(Photo: Sixth Tone)
Authorities in the northern Chinese city of Tangshan announced Saturday that they will not provide free coronavirus-related medical treatment to people arriving from abroad who lie about their travel histories or contact with confirmed patients, or who refuse to comply with local outbreak control and prevention measures — regardless of whether they are Chinese or foreign.
Weeks after COVID-19 was detected in the central city of Wuhan, the Chinese government announced on Jan. 23 that it would offer free treatment to anyone infected with the novel coronavirus. Five days later, authorities expanded the free-treatment plan to cover suspected cases as well.
Tangshan hasn’t recorded any new cases of COVID-19 in the past 20 days, though two patients remain hospitalized out of 58 total cases confirmed in the city.
Meanwhile, numbers of newly confirmed cases in Wuhan have held steady in single digits over the past three days, even as China must now deal with the risk of infected people arriving from abroad, especially hard-hit countries like Italy, Iran, and South Korea. The coastal city of Tangshan lies just across the Bohai Sea from Seoul.
On Friday, seven COVID-19 cases were confirmed in Beijing, Shanghai, and Gansu province among passengers arriving from the U.S., Italy, and Saudi Arabia.
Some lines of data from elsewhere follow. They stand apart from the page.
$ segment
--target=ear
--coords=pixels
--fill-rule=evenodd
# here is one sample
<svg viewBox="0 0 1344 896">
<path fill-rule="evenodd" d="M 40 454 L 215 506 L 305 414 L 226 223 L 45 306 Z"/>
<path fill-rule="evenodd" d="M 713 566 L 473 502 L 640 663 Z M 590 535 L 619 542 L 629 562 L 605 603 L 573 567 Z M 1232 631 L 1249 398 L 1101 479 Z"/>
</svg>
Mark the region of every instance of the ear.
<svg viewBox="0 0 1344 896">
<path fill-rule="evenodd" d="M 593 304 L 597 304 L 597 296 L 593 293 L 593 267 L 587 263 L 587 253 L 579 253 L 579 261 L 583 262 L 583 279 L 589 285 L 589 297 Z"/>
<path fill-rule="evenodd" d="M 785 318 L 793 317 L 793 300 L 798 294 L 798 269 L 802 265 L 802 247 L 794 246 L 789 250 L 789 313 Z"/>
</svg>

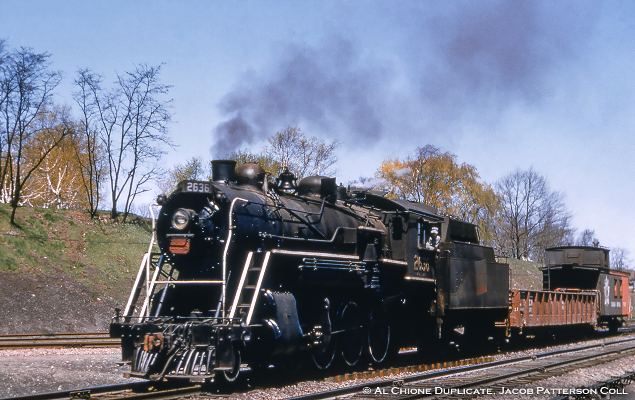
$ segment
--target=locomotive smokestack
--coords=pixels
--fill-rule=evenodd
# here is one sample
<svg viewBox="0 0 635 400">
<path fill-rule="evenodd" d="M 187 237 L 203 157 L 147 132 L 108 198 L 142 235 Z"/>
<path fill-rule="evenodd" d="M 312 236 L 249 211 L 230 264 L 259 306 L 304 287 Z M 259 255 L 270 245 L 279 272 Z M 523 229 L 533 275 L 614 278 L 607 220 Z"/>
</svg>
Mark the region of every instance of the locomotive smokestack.
<svg viewBox="0 0 635 400">
<path fill-rule="evenodd" d="M 211 162 L 211 180 L 224 183 L 236 182 L 236 162 L 234 160 L 213 160 Z"/>
</svg>

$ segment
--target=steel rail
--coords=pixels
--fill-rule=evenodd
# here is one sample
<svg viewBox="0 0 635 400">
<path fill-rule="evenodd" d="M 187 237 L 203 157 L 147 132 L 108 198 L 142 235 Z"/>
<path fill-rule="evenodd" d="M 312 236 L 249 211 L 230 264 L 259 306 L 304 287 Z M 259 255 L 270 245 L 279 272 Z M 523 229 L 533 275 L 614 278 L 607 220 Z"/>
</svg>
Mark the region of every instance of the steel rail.
<svg viewBox="0 0 635 400">
<path fill-rule="evenodd" d="M 17 334 L 0 335 L 0 349 L 35 347 L 116 347 L 121 339 L 112 338 L 108 333 Z"/>
<path fill-rule="evenodd" d="M 412 384 L 415 383 L 420 383 L 423 382 L 424 381 L 429 381 L 436 378 L 443 378 L 468 372 L 473 373 L 478 371 L 486 371 L 497 367 L 502 367 L 507 365 L 511 366 L 513 364 L 518 364 L 525 361 L 538 360 L 541 359 L 548 359 L 549 357 L 553 357 L 558 356 L 561 356 L 567 354 L 573 354 L 582 351 L 590 350 L 593 349 L 598 348 L 599 347 L 601 348 L 606 348 L 607 346 L 619 345 L 619 344 L 626 344 L 628 342 L 631 342 L 632 344 L 629 347 L 628 347 L 627 349 L 635 350 L 635 338 L 622 339 L 620 340 L 615 340 L 614 342 L 605 343 L 601 345 L 601 346 L 598 346 L 598 345 L 588 345 L 575 349 L 562 349 L 562 350 L 547 352 L 545 353 L 541 353 L 539 354 L 535 354 L 532 356 L 524 356 L 513 359 L 500 360 L 497 361 L 491 361 L 490 363 L 485 363 L 484 364 L 458 367 L 443 371 L 437 371 L 433 372 L 424 373 L 422 374 L 417 374 L 414 375 L 411 375 L 410 377 L 406 377 L 404 378 L 383 380 L 381 381 L 377 381 L 375 382 L 367 382 L 360 385 L 356 385 L 354 386 L 350 386 L 345 388 L 333 389 L 326 392 L 321 392 L 312 393 L 300 396 L 294 396 L 291 397 L 288 397 L 286 400 L 323 400 L 325 399 L 333 399 L 338 396 L 344 396 L 348 397 L 354 396 L 356 394 L 362 394 L 363 396 L 366 396 L 367 393 L 364 394 L 363 392 L 363 390 L 364 389 L 366 389 L 367 390 L 370 389 L 371 390 L 371 393 L 374 393 L 376 389 L 380 389 L 384 388 L 389 388 L 398 385 L 406 385 L 407 383 Z M 491 377 L 486 379 L 484 378 L 483 380 L 479 380 L 479 381 L 472 381 L 471 382 L 464 383 L 454 386 L 448 386 L 447 387 L 447 388 L 465 389 L 467 387 L 472 387 L 474 386 L 479 386 L 479 385 L 483 386 L 486 384 L 491 383 L 495 382 L 502 380 L 504 379 L 509 379 L 514 377 L 526 375 L 527 374 L 531 373 L 531 372 L 542 371 L 543 370 L 545 370 L 549 368 L 556 368 L 557 366 L 564 365 L 566 364 L 571 364 L 572 363 L 576 363 L 576 362 L 582 362 L 582 361 L 588 360 L 591 358 L 599 358 L 603 356 L 605 356 L 607 354 L 614 354 L 616 352 L 621 352 L 624 350 L 625 349 L 622 348 L 615 350 L 610 350 L 608 351 L 602 351 L 598 354 L 592 356 L 584 356 L 577 359 L 570 359 L 567 361 L 558 361 L 556 363 L 553 363 L 552 365 L 549 365 L 549 364 L 541 365 L 530 368 L 525 368 L 523 370 L 516 373 L 507 373 L 506 374 L 500 374 L 499 375 L 497 375 L 497 377 Z M 432 397 L 432 396 L 427 396 L 422 394 L 416 394 L 413 396 L 408 396 L 402 397 L 391 396 L 391 398 L 393 399 L 398 399 L 399 400 L 409 400 L 413 399 L 424 398 L 426 397 Z M 380 397 L 378 396 L 373 396 L 373 398 L 377 398 L 378 399 Z"/>
<path fill-rule="evenodd" d="M 158 399 L 177 399 L 181 396 L 201 392 L 199 385 L 184 386 L 163 385 L 157 387 L 153 381 L 128 382 L 116 385 L 94 386 L 74 389 L 60 392 L 37 393 L 13 397 L 1 398 L 0 400 L 67 400 L 90 399 L 98 395 L 100 400 L 122 399 L 125 400 L 157 400 Z"/>
</svg>

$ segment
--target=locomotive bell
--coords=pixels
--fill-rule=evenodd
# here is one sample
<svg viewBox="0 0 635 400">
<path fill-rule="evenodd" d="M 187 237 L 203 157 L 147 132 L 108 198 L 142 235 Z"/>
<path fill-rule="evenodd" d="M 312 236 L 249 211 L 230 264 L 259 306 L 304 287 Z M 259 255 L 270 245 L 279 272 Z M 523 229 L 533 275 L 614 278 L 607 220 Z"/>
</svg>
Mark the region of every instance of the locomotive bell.
<svg viewBox="0 0 635 400">
<path fill-rule="evenodd" d="M 289 171 L 289 168 L 285 168 L 284 172 L 280 174 L 277 178 L 277 188 L 285 193 L 293 192 L 297 187 L 295 181 L 295 175 Z"/>
</svg>

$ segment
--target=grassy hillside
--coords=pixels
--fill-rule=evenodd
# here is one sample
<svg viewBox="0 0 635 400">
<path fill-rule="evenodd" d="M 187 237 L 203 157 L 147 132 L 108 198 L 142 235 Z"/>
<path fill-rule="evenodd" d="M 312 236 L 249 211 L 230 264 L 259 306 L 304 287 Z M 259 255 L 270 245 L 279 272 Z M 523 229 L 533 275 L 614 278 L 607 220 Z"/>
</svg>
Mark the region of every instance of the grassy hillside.
<svg viewBox="0 0 635 400">
<path fill-rule="evenodd" d="M 147 222 L 24 207 L 15 227 L 10 211 L 0 204 L 0 333 L 106 329 L 147 250 Z"/>
<path fill-rule="evenodd" d="M 107 298 L 123 300 L 134 279 L 150 229 L 135 223 L 91 219 L 82 211 L 18 209 L 0 204 L 0 271 L 62 273 Z"/>
<path fill-rule="evenodd" d="M 509 258 L 509 274 L 512 288 L 522 288 L 540 290 L 542 288 L 542 272 L 538 268 L 541 266 L 531 261 L 523 261 L 516 258 Z"/>
</svg>

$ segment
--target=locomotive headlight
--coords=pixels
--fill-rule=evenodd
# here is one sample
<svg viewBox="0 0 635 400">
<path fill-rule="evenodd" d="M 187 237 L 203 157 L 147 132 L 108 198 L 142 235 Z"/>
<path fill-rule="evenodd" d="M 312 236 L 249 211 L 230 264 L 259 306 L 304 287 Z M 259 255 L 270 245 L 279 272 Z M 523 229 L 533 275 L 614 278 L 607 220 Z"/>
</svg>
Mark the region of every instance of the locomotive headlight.
<svg viewBox="0 0 635 400">
<path fill-rule="evenodd" d="M 193 217 L 192 210 L 179 208 L 172 215 L 172 226 L 175 229 L 182 230 L 187 227 Z"/>
</svg>

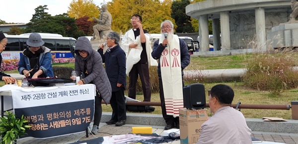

By the end of the day, nearly 100 similar cases had been reported in China.
Dozens of ambulances and epidemic control officers were dispatched to Shanghai Pudong International Airport on Friday after four passengers arriving from Frankfurt recorded irregular temperatures. They, along with their companions and two others who admitted to taking anti-flu medication before boarding the flight, were taken to hospital, while 30 others from the flight deemed to be at high risk of infection were quarantined, as were all 13 members of the flight crew.
Apart from these suspected COVID-19 cases, Shanghai confirmed four cases on Friday, all of them travelers from Italy.
“Shanghai is definitely under huge pressure to screen potential infected passengers arriving from abroad,” said Xu Wei, a resident of a Pudong New Area residential compound where one COVID-19 case was confirmed Thursday. “For us average residents, we’re also at risk when foreign countries don’t take the virus seriously.”
The Pudong patient, a Chinese citizen working in the U.S., had arrived in Shanghai from New York on Tuesday, and had stayed at home until developing symptoms on Thursday.
“Homestay quarantine makes those of us living in the same area with the patient feel upset,” Xu told Sixth Tone. “Because the virus is so tricky and people can arrive without symptoms even if they’ve already been infected, it puts our home city at great risk. If people lie, it will make the situation even worse.”
A case confirmed Wednesday in Zhengzhou, capital of the central Henan province, attracted national attention this week. The 29-year-old patient had traveled from Beijing to Abu Dhabi, then onward to Milan and Paris, between March 1 and March 6. He caught a train in Beijing and arrived March 7 in Zhengzhou, where he went straight back to work.
The man ran a fever on March 10, but he and his family lied about his travels abroad. After he was ultimately diagnosed with COVID-19, his name became a trending hashtag on microblogging platform Weibo, attracting 480 million views by Saturday afternoon. Thousands of people have blamed him and his family for what they see as flagrant irresponsibility.
Prior to this case, Henan — one of the most populous provinces in China — had not recorded a single new COVID-19 infection for 12 days.
Similar cases of people lying about their health conditions or travel histories have also been reported in Beijing. Two people took anti-fever medication before boarding a flight from Italy to Beijing on March 4, and did not honestly report their health conditions upon arrival. Both later tested positive for the coronavirus.
Legal experts say such disingenuous behavior can constitute impeding the control and prevention of infectious diseases, with violators facing up to seven years in prison, according to China’s criminal law.